Like a pink glittery unicorn, it’s not supposed to exist.
When we think of sparkling wine, we tend to think of Champagne, Prosecco or Cava. If you’re hooked on the natural wine movement, you may well start fantasising about a pétillant naturel (pét nat, if you want to be down with the kids) or a metodo ancestrale.
For the most part, these wines tend to be white… even if they’re made from red-skinned grapes.
(Remember that “Blanc de Noirs” in French literally means “White from Blacks” and refers to a white Champagne made from the red-skinned Pinot Noir and Pinot Meunier.)
In Europe, we are quite used to seeing sparkling rosé wines too. In the UK at least, they are targeted towards the female demographic for 364 days of the year and towards porters of Y chromosomes specifically on Valentine’s Day.
This brings me to the elephant in the room: a sparkling red wine.
I’m not talking a deep pink colours, as you might get from a Gamay Teinturier grape in France or the Salamino grape used for Lambrusco in Italy; no, I mean as red as robin red breast or a papal gown.
JULIAN CASTAGNA (Beechworth, Victoria, Australia) Sparkling Genesis 2008 Shiraz, Viognier (13.5%)
With a timid pop, the cork is dislodged and immediately starts to release its secrets.
“single-vineyard, estate-grown shiraz with a touch of viognier…”
It’s an enchanting wine – and it starts to spin its spell with a rich, dark garnet colour and a fine mousse.
The bouquet is very typical of Julian’s still Shiraz – generous fruity and herbaceous primary aromas. It bewitches with jammy red fruit and ripe berries and with spices (in particular, sandalwood and musk.)

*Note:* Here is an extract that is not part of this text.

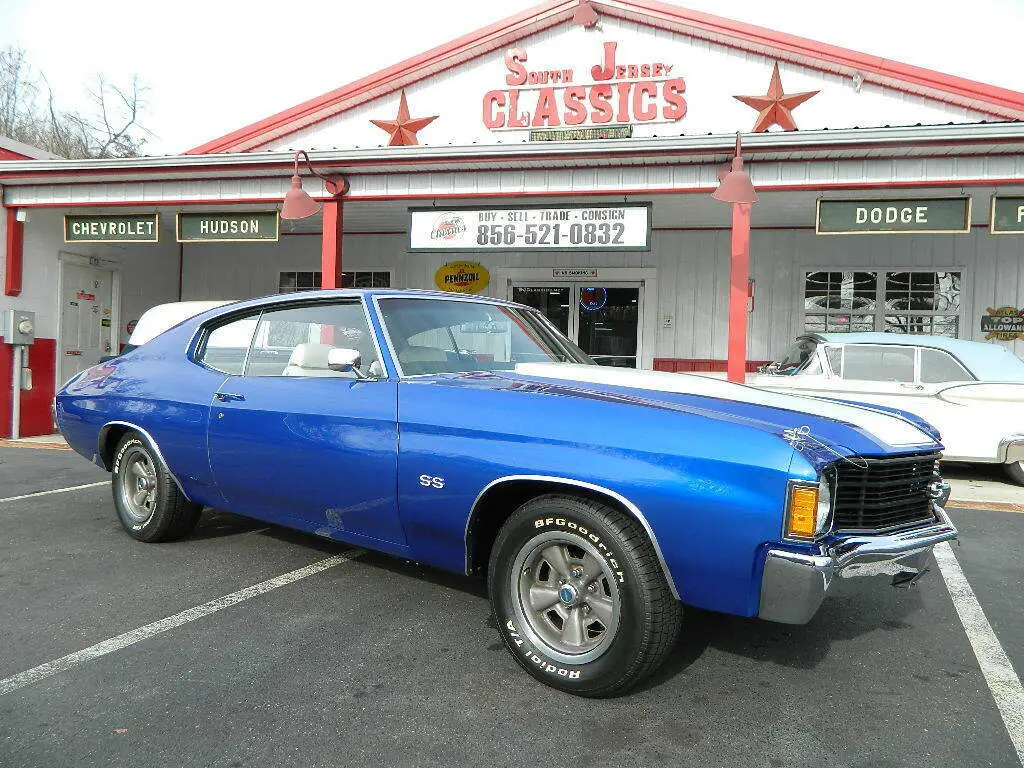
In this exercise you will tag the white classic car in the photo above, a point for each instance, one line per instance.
(973, 392)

“two years on lees… disgorged October 2011…”
It is a méthode traditionnelle, meaning made according to Champagne techniques. However, it bears little resemblance to the wines that I have tasted coming from northern France.
I was curious as to how a sparkling shiraz – especially one from Australia, historically known for its abuse of oak barrels – would turn out but it was a very pleasant surprise. It is, of course, original. The wine has some residual sugar which causes the mouthfeel to be a little more slack than the type of bubble that I normally drink… but it’s intriguing. The marriage of fruit and spice continues ethereally until the final drop whilst the soft tannins provide the structure and backdrop.

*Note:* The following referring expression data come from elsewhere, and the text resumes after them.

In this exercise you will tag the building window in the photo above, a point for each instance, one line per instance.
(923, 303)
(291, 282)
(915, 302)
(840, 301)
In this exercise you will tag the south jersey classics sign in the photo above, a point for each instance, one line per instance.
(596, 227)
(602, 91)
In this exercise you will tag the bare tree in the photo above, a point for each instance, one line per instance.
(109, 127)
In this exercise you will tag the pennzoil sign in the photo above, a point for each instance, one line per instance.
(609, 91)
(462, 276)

I’d searched Google high and low for some more information about this wine but besides the Castagna website and one other tasting note, there was nothing particularly forthcoming. As a result, this lonely bottle has sat in my cellar since early 2012, collecting dust, while waiting for an occasion to be consumed.
As I saw it, the problem with sparkling red wines is that they call out for food and aren’t generally as accepted as their white counterparts as an apéritif. In the same way, apart from anolini and lambrusco, when has sparkling red wine ever been invited onto the dinner table?

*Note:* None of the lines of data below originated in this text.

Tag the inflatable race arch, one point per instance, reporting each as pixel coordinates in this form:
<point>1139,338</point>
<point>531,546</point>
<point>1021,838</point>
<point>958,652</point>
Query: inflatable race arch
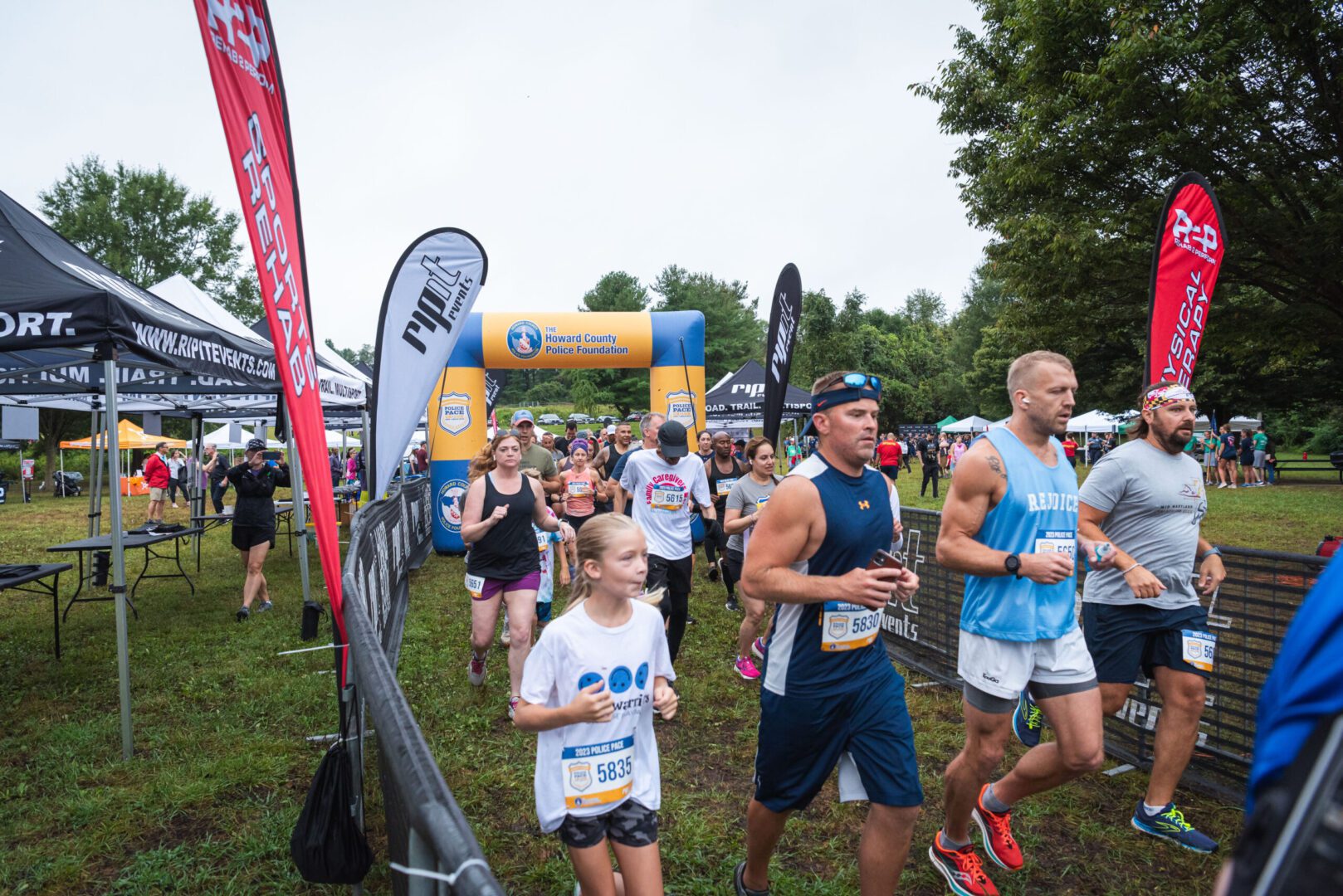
<point>671,344</point>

Fortunately, just before Christmas, an open-minded fellow wino was only happy to help resolve this dilemma. I made a North African tagine – heavy on the harissa – with butternut squash and chick peas. It turned out to be a very successful wine-food pairing (even if I say it myself!) and a very acute reminder that Julian Castagna is producing some of the finest wines coming out of Australia.